I'm starting to fill an Amazon cart with activities for the boys. I've got kinetic sand and Christmas puffy sticker books (because Christmas is always fun) plus Monopoly Junior and Life Junior.

Houseplants. Might seem kind of weird but this is a slightly new obsession that is bringing me joy right now. More recently I've started accumulating more houseplants mostly because Trader Joe's has had the best selection of small potted plants and I can't resist buying one every time I go to the store. I've also been enjoying chatting with my cousin (hi, Emily!) on Marco Polo about plants. Having more greenery around the house is cheery (just what we need right now!) and I like having a side project of developing my house plant green thumb. I was thinking that I'd be browsing local nurseries over the next few months to add more plants but perhaps I'll order some additional houseplants online? Any favorite online houseplant resources or books? I had just placed a several book request from the library for books on houseplants when our library announced its closure.
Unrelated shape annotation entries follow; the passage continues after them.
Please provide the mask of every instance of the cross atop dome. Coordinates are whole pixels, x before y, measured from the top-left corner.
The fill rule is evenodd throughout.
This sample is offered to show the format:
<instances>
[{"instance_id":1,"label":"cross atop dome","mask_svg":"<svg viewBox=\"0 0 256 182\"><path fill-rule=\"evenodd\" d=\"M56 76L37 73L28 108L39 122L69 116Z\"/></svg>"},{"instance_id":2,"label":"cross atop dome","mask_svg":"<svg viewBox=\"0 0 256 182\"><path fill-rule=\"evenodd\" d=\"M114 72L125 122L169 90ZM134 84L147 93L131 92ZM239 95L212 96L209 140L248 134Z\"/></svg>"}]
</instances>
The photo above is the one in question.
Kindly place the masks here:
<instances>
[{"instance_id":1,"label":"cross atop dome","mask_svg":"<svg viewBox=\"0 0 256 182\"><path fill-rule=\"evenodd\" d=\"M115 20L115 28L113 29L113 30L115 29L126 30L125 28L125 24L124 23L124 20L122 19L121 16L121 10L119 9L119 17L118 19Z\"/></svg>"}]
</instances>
More social media. Usually I'm all about disconnecting from social media but right now I am very much enjoying feeling connected. It's comforting to see that we're all in this together and to see others changing their behavior and trying to be the helpers.

The weather. It's perfect. We can leave the doors open all day and get a nice breeze. The mornings and evenings are cool. Our backyard grass is lush and green. I can sit in our backyard, listen to the birds, put my feet in the grass, and take a deep breath. We don't have a big yard but it's big enough for the boys to throw a ball and run around. I'm imagining that soon I'll sit out there holding a sleeping baby or lay her on a blanket to look up at the trees. I'm so thankful we have a little patch of outdoors to call ours.

Baking. Therapeutic and something that lets me take action to create comfort. I've started making some things to put in the freezer for after the baby arrives plus some treats like chocolate banana bread for us to eat now because that just feels right. Yesterday I think I turned over the kitchen (got it dirty, completely cleaned it up, repeat) at least three times between everything I made.

 

Those are my thoughts for now; it's getting late. Thank you for all your sweet comments and asking how I'm doing. I'm thinking of you too and sending you good thoughts.